For the surd to be defined,

$\implies1-x^{2}\geq0$

$\implies x^{2}-1\leq0$

$\implies(x+1)(x-1)\leq0$

$\implies -1\leq x\leq1$

$\red{\bigstar}$Characteristic of the graph.

However

$\implies f(x)=x\sqrt{1-x^{2}}$

$\implies f(-x)=-x\sqrt{1-x^{2}}$

Hence

$\implies f(x)=-f(-x)$

Thereby the graph $f(x)=x\sqrt{1-x^{2}}$ is symmetric against the origin.

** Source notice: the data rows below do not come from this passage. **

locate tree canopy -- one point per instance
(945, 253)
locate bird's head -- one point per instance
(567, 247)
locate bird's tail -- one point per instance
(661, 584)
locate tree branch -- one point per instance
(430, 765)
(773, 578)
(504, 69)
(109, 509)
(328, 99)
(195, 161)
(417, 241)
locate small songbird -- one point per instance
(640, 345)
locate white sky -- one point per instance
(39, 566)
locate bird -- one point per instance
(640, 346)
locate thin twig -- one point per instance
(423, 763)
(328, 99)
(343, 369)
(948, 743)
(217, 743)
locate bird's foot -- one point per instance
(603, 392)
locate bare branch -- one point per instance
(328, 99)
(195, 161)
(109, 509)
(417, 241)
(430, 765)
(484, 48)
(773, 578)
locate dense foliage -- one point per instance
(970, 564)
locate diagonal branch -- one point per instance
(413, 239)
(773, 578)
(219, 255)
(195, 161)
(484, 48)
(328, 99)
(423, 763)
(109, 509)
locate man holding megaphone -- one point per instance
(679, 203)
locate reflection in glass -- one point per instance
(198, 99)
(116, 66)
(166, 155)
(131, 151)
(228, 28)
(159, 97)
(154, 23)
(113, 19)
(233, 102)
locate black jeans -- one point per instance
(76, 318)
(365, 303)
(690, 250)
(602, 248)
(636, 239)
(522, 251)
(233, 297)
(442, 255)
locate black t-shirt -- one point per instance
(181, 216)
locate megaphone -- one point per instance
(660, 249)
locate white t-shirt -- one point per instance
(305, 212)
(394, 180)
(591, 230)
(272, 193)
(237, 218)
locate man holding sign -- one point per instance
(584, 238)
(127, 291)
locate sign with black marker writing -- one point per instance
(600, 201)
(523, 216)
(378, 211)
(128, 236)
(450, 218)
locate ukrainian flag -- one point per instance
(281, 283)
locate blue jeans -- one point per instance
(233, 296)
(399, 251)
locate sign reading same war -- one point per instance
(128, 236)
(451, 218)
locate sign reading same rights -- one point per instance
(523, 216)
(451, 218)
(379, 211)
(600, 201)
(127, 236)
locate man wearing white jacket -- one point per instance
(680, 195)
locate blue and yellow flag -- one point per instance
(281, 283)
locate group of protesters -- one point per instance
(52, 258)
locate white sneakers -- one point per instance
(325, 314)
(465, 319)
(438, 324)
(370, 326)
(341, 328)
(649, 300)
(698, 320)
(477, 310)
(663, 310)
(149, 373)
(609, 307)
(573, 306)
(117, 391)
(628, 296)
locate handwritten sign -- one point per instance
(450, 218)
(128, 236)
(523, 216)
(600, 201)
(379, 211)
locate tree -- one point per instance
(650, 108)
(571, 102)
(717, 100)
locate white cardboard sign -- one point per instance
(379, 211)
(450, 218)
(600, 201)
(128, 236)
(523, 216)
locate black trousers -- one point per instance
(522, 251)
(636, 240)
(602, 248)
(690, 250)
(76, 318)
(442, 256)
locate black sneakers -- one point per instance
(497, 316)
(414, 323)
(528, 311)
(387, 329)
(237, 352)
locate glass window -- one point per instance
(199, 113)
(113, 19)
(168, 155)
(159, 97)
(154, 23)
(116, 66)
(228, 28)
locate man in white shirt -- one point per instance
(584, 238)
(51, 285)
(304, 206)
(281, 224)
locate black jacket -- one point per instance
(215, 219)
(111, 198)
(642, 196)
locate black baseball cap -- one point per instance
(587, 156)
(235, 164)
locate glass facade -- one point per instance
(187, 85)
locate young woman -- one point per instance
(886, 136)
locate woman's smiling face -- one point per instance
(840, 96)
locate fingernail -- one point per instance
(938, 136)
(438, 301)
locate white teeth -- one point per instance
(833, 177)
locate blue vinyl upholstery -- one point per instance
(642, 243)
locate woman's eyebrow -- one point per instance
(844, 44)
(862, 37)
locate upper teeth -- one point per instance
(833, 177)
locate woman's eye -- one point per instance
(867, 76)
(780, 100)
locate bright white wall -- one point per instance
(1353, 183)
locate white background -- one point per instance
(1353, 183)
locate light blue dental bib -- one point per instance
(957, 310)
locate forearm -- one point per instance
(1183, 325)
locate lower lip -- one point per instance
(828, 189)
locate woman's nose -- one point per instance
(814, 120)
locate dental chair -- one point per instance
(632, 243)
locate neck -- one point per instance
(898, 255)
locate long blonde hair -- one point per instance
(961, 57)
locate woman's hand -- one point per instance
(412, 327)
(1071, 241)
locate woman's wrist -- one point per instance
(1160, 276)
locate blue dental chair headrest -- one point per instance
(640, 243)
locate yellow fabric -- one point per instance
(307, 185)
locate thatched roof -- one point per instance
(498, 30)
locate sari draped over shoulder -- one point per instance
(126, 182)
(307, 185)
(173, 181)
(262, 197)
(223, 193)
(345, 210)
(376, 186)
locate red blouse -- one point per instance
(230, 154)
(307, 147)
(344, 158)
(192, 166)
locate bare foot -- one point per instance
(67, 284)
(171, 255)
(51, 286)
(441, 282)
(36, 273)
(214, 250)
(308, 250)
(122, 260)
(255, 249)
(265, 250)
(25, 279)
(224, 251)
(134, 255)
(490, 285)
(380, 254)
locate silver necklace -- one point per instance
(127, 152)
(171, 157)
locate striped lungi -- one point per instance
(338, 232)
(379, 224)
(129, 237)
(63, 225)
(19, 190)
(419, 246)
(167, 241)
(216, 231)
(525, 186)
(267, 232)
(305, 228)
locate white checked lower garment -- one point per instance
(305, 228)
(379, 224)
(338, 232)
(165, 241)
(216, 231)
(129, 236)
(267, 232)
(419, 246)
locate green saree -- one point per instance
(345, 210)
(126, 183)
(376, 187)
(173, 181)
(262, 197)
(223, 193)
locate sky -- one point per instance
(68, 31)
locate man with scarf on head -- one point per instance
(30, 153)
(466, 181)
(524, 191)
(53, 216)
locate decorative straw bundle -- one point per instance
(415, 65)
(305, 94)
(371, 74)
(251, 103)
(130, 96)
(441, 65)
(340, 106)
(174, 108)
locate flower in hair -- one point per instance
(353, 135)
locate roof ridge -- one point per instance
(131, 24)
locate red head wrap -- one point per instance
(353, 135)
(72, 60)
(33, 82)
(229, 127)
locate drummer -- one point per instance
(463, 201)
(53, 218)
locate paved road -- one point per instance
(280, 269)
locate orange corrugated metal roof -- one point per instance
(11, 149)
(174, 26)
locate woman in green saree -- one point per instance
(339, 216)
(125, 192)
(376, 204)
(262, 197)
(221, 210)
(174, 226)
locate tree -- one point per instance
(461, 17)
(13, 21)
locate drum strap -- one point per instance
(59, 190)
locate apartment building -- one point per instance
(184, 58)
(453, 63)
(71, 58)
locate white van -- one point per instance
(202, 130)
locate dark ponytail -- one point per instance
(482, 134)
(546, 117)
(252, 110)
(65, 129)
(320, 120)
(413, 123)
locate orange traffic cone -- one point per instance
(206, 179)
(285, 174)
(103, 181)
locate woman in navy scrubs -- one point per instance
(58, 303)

$\red{\bigstar}$Condition for the A.M-G.M inequality.

The A.M-G.M inequality can be used when either A.M or G.M is a constant. However, it can be applied when the numbers are positive or 0.

$\red{\bigstar}$Condition to satisfy the equality.

The inequality shows an equal sign when two numbers are equal.

$\red{\bigstar}$(Application) Condition for the A.M-G.M inequality.

Where $0\leq x\leq1$, consider the two numbers which are positive or 0.

$\implies x\geq0$

$\implies\sqrt{1-x^{2}}\geq0$

Squaring both

$\implies x^{2}\geq0$

$\implies1-x^{2}\geq0$

It is seen that the A.M of two numbers is $\dfrac{1}{2}$. Since the condition for A.M exists, we can use A.M-G.M inequality.

$\implies \dfrac{x^{2}+(1-x^{2})}{2}\geq\sqrt{x^{2}(1-x^{2})}$

$\implies \dfrac{1}{2}\geq\sqrt{x^{2}(1-x^{2})}$

$\implies\sqrt{x^{2}(1-x^{2})}\leq\dfrac{1}{2}$

That is

$\implies0\leq x\sqrt{1-x^{2}}\leq\dfrac{1}{2}\text{ for }0\leq x\leq1$

$\red{\bigstar}$(Application) Characteristic of the graph.

However, the graph is symmetric against the origin.

$\implies-\dfrac{1}{2}\leq x\sqrt{1-x^{2}}\leq\dfrac{1}{2}$

That is

$\implies-\dfrac{1}{2}\leq f(x)\leq\dfrac{1}{2}$

$\red{\bigstar}$(Application) Condition for the A.M-G.M inequality.

It is maximum when $x=\sqrt{1-x^{2}},x\geq0$.

According to the condition of equality, maximum and minimum occur when $x=\dfrac{1}{\sqrt{2}}$ and $x=-\dfrac{1}{\sqrt{2}}$ respectively.

$\large\underline{\text{Conclusion}}$

The range of the function is $f(x)\in[-\dfrac{1}{2},\dfrac{1}{2}]$ and the domain is $x\in[-1,1]$.